Tanjazz célèbre les voix de femmes dans l’univers du jazz cette année et les femmes sur les scènes du palais Moulay Hafid ont fait rocker et swinguer.

Tina Paes tout d’abord qui ouvre avec la première performance de la soirée dès 20 heures et son répertoire classique mais aussi inspiré de la samba brésilienne ou du fado portugais. Elle surprend son auditoire par son jeune âge, 18 ans, et sa maîtrise artistique. Enfant prodige, elle a grandi dans une famille de musiciens avec laquelle elle continue de tourner sur les scènes de la planète: papa est au piano et maman l’accompagne souvent à la guitare comme ce fut le cas hier à Tanger.

A partir de 22 heures, ce sera au tour d’Izah, une jeune jazz-rockeuse et rappeuse espagnole d’origine, native de Manchester et résidente à Barcelone, un bon début de cocktail créativité, musique et surprises.

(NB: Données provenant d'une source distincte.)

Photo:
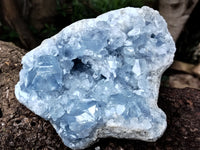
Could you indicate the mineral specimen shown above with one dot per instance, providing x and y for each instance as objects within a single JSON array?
[{"x": 100, "y": 77}]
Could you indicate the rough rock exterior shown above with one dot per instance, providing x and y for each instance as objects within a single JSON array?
[{"x": 100, "y": 77}]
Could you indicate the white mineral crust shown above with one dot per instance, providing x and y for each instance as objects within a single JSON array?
[{"x": 100, "y": 77}]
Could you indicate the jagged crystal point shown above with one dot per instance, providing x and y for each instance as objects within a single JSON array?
[{"x": 100, "y": 77}]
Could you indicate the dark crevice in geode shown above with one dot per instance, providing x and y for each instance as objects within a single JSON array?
[{"x": 80, "y": 66}]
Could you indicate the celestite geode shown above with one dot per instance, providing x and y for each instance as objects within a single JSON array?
[{"x": 100, "y": 77}]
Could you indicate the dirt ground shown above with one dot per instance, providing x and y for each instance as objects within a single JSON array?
[{"x": 22, "y": 129}]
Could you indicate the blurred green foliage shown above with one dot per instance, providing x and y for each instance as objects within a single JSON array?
[{"x": 69, "y": 11}]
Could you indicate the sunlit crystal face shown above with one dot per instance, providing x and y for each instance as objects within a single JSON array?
[{"x": 100, "y": 77}]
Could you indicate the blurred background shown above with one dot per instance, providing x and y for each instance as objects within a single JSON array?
[{"x": 27, "y": 22}]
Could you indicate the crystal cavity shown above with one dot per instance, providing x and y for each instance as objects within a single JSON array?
[{"x": 100, "y": 77}]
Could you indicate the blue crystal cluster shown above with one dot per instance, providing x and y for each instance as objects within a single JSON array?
[{"x": 100, "y": 77}]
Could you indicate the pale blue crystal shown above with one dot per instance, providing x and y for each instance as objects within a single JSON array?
[{"x": 100, "y": 77}]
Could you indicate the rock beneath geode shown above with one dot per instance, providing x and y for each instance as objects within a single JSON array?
[{"x": 100, "y": 77}]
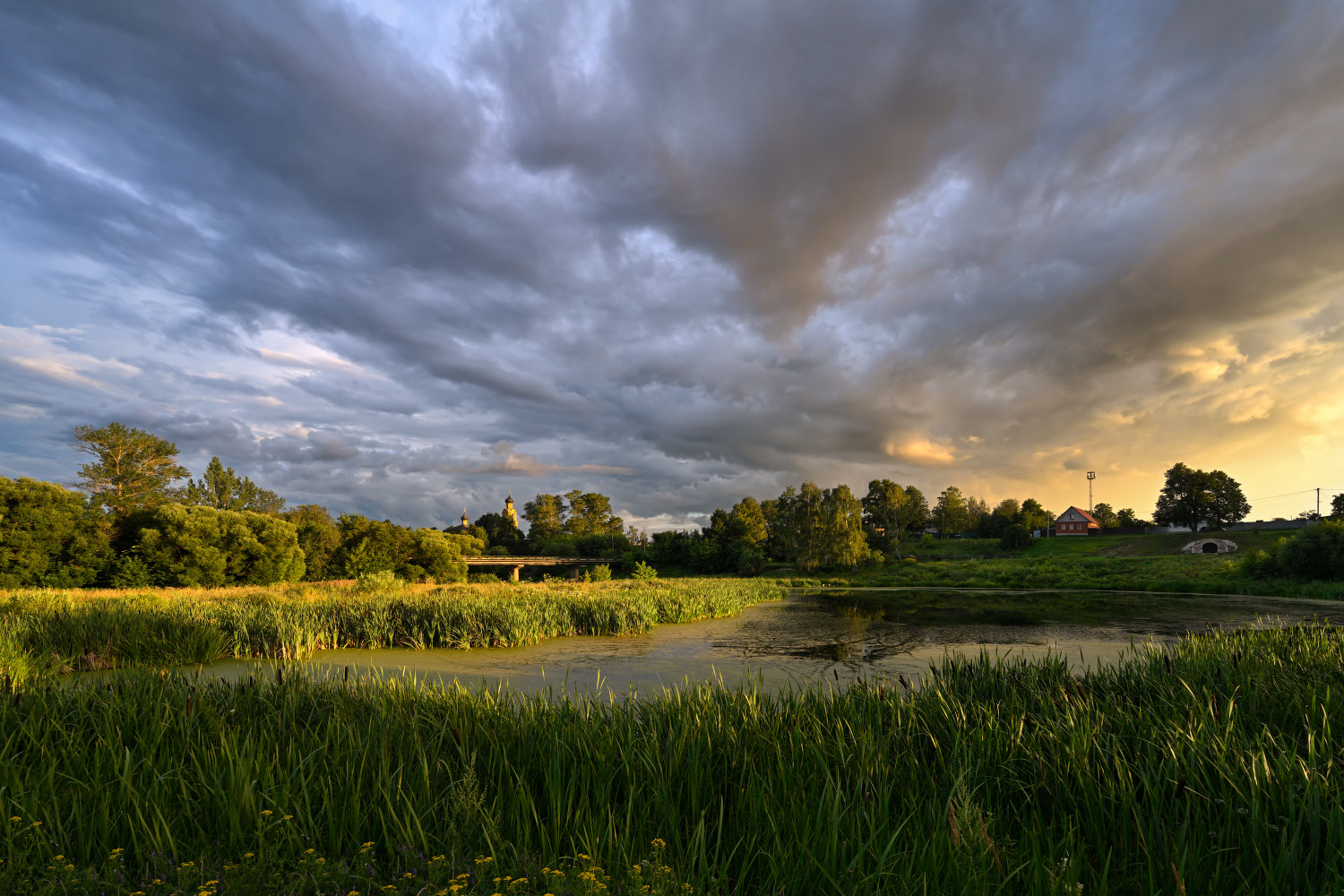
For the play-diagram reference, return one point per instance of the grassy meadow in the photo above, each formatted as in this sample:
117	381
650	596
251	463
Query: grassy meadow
46	632
1203	767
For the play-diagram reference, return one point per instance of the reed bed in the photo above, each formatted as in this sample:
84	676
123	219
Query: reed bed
53	630
1209	766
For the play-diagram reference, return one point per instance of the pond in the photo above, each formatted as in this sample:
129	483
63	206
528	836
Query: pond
833	635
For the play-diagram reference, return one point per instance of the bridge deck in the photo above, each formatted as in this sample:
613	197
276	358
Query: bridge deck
518	563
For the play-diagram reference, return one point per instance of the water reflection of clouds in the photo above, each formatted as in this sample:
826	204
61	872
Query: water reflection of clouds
793	643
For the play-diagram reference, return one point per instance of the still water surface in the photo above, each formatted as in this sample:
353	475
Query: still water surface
830	635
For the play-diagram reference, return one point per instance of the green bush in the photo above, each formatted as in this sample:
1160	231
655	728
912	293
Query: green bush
202	547
1314	554
50	536
1015	538
750	563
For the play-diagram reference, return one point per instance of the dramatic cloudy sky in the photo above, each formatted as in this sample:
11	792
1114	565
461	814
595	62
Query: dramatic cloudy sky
402	257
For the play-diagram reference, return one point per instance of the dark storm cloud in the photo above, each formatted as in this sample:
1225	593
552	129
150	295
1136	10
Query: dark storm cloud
718	246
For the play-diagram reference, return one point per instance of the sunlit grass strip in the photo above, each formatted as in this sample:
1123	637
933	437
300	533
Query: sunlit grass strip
1206	767
45	630
1171	575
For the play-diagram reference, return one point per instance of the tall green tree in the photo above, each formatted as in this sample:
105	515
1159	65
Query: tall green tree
319	538
843	543
951	513
1126	516
371	546
196	546
132	469
1191	495
545	516
590	513
1034	514
223	489
882	506
1228	503
50	536
996	522
914	513
1105	516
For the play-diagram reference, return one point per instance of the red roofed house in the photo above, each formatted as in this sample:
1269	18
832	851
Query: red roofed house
1074	521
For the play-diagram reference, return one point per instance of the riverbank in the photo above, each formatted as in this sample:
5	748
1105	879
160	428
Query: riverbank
1201	767
45	632
1183	573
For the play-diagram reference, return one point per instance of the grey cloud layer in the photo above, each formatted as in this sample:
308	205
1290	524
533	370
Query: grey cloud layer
715	246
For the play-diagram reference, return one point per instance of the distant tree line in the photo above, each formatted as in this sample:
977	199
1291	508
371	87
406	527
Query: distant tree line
129	524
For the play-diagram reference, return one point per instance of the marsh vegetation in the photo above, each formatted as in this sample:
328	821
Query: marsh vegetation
1203	766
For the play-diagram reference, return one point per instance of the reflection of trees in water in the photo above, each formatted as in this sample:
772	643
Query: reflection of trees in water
822	635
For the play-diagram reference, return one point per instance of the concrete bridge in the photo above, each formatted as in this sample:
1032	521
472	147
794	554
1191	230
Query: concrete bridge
518	563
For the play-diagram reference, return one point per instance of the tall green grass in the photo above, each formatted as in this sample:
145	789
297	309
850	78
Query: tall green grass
51	630
1204	767
1185	573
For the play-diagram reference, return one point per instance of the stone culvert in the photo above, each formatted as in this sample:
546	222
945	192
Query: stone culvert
1210	546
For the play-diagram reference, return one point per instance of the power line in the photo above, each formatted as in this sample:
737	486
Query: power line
1287	495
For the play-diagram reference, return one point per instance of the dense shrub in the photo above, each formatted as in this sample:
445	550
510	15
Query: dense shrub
1015	538
750	563
198	546
1314	554
50	536
416	555
704	555
319	536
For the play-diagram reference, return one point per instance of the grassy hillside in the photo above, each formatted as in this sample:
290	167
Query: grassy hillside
1145	546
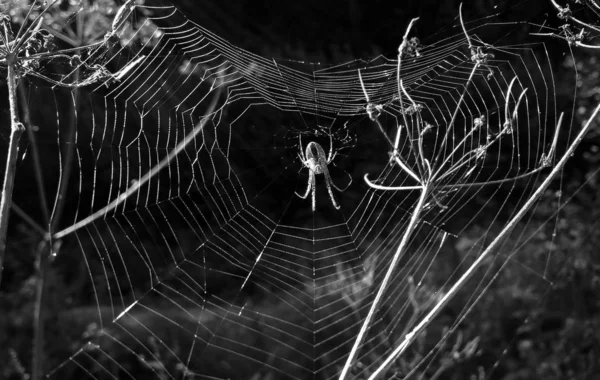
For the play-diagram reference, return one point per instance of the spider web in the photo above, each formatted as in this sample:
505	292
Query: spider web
203	261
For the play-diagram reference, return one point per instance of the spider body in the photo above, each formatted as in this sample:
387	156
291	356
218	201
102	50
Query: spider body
316	161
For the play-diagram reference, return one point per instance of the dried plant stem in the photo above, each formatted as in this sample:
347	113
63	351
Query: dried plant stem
16	131
412	225
412	336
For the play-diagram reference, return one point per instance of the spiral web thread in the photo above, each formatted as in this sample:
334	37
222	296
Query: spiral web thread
204	263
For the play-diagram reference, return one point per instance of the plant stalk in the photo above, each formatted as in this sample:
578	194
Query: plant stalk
391	267
16	130
412	336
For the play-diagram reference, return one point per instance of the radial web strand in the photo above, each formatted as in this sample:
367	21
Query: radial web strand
203	262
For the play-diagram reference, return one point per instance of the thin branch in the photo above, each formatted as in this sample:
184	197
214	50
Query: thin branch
16	131
382	288
412	336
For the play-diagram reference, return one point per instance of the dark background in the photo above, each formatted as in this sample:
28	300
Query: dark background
554	337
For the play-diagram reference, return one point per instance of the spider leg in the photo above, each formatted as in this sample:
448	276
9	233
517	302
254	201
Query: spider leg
345	188
331	155
329	183
314	189
301	154
311	185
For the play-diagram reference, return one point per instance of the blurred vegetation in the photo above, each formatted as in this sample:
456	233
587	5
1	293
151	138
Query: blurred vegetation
550	332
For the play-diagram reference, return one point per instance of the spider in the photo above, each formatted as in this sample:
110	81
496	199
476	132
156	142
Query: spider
316	162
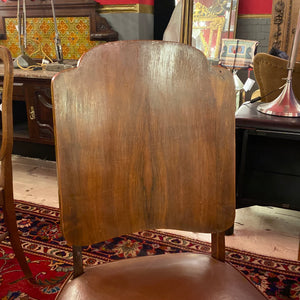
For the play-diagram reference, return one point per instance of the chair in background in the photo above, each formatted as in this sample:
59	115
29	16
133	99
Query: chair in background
145	139
6	183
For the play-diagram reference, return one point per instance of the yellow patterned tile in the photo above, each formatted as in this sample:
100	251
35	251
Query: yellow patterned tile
74	34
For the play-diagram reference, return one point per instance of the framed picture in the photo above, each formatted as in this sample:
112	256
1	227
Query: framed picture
213	20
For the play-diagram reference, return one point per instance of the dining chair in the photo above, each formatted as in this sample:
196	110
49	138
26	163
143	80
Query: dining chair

Malgré un auditoire clairsemé dans le nouvel espace Bistrot des artistes sans rapport avec la qualité de la prestation, Izah séduit par sa fraîcheur et sa spontanéité et le rappeur de sa formation.

Une heure plus tard, autour de 23 heures, la soirée continuait avec cette fois-ci le concert de la tête d’affiche de l’édition 2017 de Tanjazz, Morgane Ji. Silhouette de tigresse habillée en style bohème chic avec sapes et accessoires de chez Desigual ou de chez des fripiers des puces de Casabarata, Morgane Ji donne tout de suite le tempo de la soirée: pro sur le jeu musical, libre sur le ton, vague à l’âme en prime.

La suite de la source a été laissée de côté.